- Directed by: Praveen Morchhale
- Written by: Praveen Morchhale
- Starring: Seema Biswas; Ajay Chourey; Jyoti Dubey; Ariana Sajnani; Bhagwan Tiwari;
- Cinematography: Mohammad Reza Jahanpanah
- Edited by: Anthony Joseph
- Music by: Sahil Kulkarni
- Production company: Suncal Productions International
- Distributed by: Sanman Group
- Release date: 14 April 2023;
- Country: India
- Language: Hindi

= Sir Madam Sarpanch =

Sir Madam Sarpanch is a 2023 Hindi language film written and directed by Praveen Morchhale. The film stars Seema Biswas, Ajay Chourey and Jyoti Dubey in the lead roles.

==Plot==
The film revolves around the life of a woman named Parvati (played by Seema Biswas) who is elected as the sarpanch (head) of her village. Being a woman, she faces several challenges and prejudices from the male-dominated society. However, she stands up against all odds and fights for the betterment of her village.

==Cast==
- Seema Biswas as Parvati
- Ajay Chourey as Ram Singh
- Jyoti Dubey as Gauri
- Ariana Sajnani as Ana
- Bhagwan Tiwari as Bhaiiya ji

== Reception ==
Shubhra Gupta, writing for the Indian Express, remarked, "A film that dares to accommodate these lines is a rarity. However, they become overshadowed by the mundane storytelling.

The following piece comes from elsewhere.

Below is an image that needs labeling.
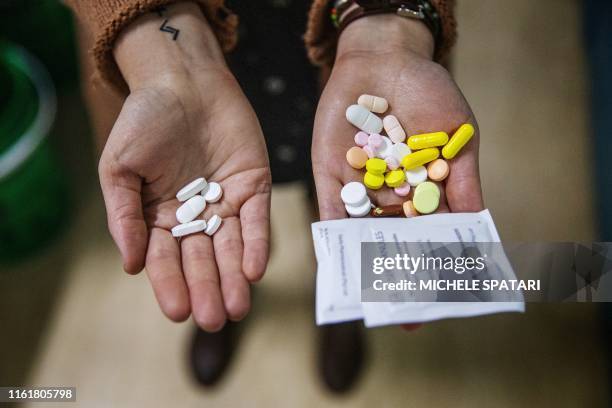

The subplot involving the 'madam sarpanch,' who outsmarts her thuggish husband (Bhagwan Tiwari), relegates the attempted subversion to a secondary role. The criticisms aimed at 'TV anchors who spread hate' and corrupt politicians who are skilled deceivers end up being ineffective. It's important to note that good intentions don't always translate into good films." She has given 1.5 rating out of 5.

Dhaval Roy, reviewing for The Times of India, has given a rating of 2.5 out of 5.